AIt is the largest topology on A making the inclusion map ι: A → X continuous
BIt is the smallest (coarsest) topology on A making the inclusion map ι: A → X continuous — and a map f: B → A is continuous if and only if the composition ι ∘ f: B → X is continuous
CIt ensures every subset of A is open, making any map into A continuous
DIt copies every open set of X onto A without modification
The subspace topology is the *initial topology* with respect to the inclusion map — the coarsest (fewest open sets) topology on A making ι continuous. It cannot be made coarser without breaking the continuity of ι. The universal property states that to check continuity of a map f: B → A, it is equivalent to check that ι ∘ f: B → X is continuous. This is why the subspace topology is 'right': it is the natural choice forced by requiring the inclusion to be continuous. Option A has the direction backwards — the largest topology on A would be discrete, which gives ι: A → X continuity trivially but imposes more open sets than necessary.
Question 3 True / False
A subset C ⊆ A is closed in A (with the subspace topology) if and only if C = F ∩ A for some set F that is closed in X.
TTrue
FFalse
Answer: True
This follows directly from the definition. A set is closed if its complement is open.
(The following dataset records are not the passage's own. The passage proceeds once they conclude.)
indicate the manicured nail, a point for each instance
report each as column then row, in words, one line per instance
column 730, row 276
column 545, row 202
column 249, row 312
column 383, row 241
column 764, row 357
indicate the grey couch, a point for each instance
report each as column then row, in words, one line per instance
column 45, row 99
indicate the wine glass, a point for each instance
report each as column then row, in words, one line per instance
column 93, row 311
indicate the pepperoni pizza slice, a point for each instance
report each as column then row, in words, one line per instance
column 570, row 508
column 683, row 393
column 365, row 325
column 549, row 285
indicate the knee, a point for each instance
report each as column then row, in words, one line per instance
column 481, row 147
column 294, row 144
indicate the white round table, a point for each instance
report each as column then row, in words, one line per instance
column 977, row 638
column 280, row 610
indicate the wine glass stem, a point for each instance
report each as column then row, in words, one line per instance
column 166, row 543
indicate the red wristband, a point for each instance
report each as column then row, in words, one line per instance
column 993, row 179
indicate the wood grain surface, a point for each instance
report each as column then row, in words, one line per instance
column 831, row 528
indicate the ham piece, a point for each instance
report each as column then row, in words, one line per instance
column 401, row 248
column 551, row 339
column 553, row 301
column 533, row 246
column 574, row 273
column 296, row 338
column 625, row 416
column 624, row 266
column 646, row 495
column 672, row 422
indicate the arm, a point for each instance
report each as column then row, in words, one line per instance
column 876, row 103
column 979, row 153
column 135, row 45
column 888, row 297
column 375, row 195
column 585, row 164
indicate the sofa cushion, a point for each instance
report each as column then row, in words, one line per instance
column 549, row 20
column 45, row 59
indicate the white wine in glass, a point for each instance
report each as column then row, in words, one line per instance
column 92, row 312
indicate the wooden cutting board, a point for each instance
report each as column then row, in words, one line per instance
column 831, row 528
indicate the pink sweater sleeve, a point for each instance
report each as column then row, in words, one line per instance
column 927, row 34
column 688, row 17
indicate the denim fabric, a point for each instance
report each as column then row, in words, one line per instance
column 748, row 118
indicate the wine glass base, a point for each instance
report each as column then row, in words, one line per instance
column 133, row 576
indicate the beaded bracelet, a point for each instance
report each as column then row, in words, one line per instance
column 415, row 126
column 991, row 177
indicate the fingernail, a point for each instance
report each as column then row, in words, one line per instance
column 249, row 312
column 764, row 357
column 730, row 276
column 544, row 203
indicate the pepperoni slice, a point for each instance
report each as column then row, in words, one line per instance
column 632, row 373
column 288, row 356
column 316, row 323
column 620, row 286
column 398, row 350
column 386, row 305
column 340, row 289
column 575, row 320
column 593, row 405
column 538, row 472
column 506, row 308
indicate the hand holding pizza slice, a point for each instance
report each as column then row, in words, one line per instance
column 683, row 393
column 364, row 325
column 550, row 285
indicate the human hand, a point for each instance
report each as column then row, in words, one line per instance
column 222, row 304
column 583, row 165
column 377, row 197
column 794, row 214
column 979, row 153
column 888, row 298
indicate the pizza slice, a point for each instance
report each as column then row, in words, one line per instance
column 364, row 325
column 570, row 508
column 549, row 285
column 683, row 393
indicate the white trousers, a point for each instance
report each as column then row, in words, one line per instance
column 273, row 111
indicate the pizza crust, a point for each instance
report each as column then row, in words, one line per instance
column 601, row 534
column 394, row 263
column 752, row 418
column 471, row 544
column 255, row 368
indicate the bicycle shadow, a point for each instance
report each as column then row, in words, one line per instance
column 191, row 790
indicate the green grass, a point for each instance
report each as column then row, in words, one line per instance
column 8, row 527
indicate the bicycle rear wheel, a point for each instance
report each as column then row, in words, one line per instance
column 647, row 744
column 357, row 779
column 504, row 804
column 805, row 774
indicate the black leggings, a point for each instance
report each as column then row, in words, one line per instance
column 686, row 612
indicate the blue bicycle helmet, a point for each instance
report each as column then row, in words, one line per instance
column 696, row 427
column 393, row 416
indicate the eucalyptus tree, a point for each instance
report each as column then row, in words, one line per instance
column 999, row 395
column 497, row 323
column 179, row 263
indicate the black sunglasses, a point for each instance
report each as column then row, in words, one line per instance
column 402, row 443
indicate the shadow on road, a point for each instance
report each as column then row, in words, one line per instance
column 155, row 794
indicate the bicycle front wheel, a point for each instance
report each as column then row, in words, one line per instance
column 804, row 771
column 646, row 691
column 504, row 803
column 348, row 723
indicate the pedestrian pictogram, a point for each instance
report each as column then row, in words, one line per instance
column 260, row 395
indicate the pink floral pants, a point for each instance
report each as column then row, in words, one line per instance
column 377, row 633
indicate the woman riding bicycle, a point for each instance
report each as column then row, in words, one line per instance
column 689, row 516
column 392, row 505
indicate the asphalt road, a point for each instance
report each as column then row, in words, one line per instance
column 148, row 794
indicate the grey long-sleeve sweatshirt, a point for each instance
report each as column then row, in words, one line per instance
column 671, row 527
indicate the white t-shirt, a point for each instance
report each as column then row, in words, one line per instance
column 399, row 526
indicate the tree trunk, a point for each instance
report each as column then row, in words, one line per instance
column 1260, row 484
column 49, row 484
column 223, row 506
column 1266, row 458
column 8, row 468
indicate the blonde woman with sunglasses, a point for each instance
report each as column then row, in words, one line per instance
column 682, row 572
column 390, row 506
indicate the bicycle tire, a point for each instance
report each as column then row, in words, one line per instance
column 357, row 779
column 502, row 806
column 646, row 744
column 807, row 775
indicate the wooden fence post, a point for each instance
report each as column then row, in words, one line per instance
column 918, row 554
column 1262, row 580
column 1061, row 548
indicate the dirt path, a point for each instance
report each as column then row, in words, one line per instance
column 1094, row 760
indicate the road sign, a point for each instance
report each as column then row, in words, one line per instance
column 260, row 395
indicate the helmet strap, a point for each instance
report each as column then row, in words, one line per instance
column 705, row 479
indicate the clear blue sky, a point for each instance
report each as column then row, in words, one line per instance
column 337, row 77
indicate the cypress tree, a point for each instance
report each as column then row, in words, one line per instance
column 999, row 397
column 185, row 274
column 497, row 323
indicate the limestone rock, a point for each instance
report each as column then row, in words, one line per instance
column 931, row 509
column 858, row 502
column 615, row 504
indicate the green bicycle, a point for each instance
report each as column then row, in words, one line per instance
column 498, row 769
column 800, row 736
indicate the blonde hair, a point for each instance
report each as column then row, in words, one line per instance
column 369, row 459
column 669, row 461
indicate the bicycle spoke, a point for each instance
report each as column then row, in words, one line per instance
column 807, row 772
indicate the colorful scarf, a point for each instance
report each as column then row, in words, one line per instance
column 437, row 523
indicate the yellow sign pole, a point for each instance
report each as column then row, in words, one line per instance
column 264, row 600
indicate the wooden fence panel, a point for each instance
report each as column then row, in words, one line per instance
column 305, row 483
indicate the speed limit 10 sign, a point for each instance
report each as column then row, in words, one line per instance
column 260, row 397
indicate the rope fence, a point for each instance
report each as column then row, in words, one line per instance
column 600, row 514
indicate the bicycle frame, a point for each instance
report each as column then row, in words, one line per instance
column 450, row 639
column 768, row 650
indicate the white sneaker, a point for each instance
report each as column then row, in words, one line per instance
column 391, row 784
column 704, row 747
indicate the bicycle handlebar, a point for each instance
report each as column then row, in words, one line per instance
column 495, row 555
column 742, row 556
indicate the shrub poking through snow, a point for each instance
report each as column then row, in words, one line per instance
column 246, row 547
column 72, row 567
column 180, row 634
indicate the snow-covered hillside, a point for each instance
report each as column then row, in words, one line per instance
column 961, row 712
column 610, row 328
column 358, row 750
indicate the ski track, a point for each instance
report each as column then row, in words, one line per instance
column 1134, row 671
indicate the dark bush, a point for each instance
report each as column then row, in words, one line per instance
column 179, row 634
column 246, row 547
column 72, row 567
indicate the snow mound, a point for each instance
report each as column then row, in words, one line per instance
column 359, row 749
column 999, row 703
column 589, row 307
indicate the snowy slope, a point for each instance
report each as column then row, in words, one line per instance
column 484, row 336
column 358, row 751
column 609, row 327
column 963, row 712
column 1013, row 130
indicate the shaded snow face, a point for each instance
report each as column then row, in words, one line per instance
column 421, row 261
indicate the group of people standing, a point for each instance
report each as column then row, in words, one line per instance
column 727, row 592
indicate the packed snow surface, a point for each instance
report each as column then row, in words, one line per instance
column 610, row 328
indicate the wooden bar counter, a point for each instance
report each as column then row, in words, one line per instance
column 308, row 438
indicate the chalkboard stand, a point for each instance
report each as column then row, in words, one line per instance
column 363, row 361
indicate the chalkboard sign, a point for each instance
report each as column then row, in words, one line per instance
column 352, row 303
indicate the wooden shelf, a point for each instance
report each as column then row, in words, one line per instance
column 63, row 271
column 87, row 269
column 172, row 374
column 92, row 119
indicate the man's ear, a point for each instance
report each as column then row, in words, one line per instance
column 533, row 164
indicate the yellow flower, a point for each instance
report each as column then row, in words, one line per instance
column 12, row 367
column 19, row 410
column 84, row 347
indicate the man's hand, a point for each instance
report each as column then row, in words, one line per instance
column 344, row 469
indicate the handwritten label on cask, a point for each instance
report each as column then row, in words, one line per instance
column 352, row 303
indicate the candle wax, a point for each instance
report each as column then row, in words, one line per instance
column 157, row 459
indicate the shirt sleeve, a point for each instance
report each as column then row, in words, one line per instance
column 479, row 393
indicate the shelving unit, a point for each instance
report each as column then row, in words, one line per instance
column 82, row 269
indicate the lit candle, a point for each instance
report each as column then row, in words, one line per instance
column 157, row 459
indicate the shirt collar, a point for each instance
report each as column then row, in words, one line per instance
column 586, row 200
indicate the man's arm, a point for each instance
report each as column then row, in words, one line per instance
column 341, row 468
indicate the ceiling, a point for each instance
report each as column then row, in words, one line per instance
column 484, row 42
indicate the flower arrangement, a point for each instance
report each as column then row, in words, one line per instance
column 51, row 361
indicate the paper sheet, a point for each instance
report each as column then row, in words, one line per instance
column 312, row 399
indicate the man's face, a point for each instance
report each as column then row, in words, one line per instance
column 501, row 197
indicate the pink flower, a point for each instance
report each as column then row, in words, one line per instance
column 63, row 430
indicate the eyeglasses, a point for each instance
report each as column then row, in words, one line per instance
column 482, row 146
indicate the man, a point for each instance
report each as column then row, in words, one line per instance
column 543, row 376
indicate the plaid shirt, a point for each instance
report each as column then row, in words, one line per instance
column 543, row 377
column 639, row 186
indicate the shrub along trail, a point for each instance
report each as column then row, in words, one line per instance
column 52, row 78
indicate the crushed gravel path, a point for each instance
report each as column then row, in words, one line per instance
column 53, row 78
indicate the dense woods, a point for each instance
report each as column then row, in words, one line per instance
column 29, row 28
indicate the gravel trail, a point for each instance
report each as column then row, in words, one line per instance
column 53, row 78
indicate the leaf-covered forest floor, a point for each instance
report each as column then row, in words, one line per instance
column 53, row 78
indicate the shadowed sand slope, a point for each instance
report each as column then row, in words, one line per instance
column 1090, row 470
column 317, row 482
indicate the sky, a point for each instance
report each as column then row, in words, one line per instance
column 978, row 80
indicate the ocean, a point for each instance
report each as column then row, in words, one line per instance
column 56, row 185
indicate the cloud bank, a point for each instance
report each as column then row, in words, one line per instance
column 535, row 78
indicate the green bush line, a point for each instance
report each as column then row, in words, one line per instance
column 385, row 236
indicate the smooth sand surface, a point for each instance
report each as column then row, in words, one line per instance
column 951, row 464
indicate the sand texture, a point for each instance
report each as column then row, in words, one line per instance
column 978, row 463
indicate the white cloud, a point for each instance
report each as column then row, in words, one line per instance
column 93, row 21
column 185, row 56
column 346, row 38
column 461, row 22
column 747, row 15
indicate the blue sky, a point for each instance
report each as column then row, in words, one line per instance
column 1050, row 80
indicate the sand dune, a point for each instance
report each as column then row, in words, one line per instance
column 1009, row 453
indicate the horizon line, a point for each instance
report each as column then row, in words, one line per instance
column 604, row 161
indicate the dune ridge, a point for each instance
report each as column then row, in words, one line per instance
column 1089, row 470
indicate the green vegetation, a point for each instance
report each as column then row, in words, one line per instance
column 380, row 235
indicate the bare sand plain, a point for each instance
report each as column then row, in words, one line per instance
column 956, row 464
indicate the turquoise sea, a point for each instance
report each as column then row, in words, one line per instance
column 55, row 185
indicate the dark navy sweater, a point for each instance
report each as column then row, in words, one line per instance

C is closed in A iff A \ C is open in A iff A \ C = U ∩ A for some open U in X. Taking complements: C = A \ (U ∩ A) = A ∩ (X \ U). Let F = X \ U, which is closed in X. Then C = F ∩ A. The same structure that defines open sets in A — intersecting open sets of X with A — gives an analogous description of closed sets.
Question 4 True / False
If U is open in the subspace topology on A ⊆ X, then U is expected to also be open in X.
TTrue
FFalse
Answer: False
This is the key subtlety of subspace topology: open in A does not imply open in X. A = [0, 1] with the subspace topology from ℝ: the set [0, 1/2) is open in A (it is (−1, 1/2) ∩ [0, 1]) but is not open in ℝ — it contains 0, which has no open interval around it lying entirely in [0, 1/2). Openness is always relative to a specific topology on a specific space. When we say U is open in A, we mean U belongs to the subspace topology τ_A, not that U belongs to the original topology τ on X.
Question 5 Short Answer
Explain why, in the subspace topology on A = [0, 1] ⊆ ℝ, the endpoint 0 is an interior point of A even though it is a boundary point of [0, 1] when viewed from ℝ.
Think about your answer, then reveal below.
Model answer: Interior in the subspace topology means 0 has an open neighborhood *within A's topology* that contains only points of A. The set [0, ε) = (−ε, ε) ∩ [0, 1] is open in A for any ε > 0, and it is a neighborhood of 0 lying entirely within A. Since A only 'sees' its own topology — it does not look outside itself to ℝ — 0 is surrounded by open sets within A. The concept of interior is always relative: a point is interior if it has an open neighborhood in the topology of the space it belongs to. From ℝ's perspective, 0 is a boundary point of [0, 1] because any open interval around 0 in ℝ contains points outside [0, 1]. But once we restrict to A, those external points no longer exist in our space, and 0 gains interior status.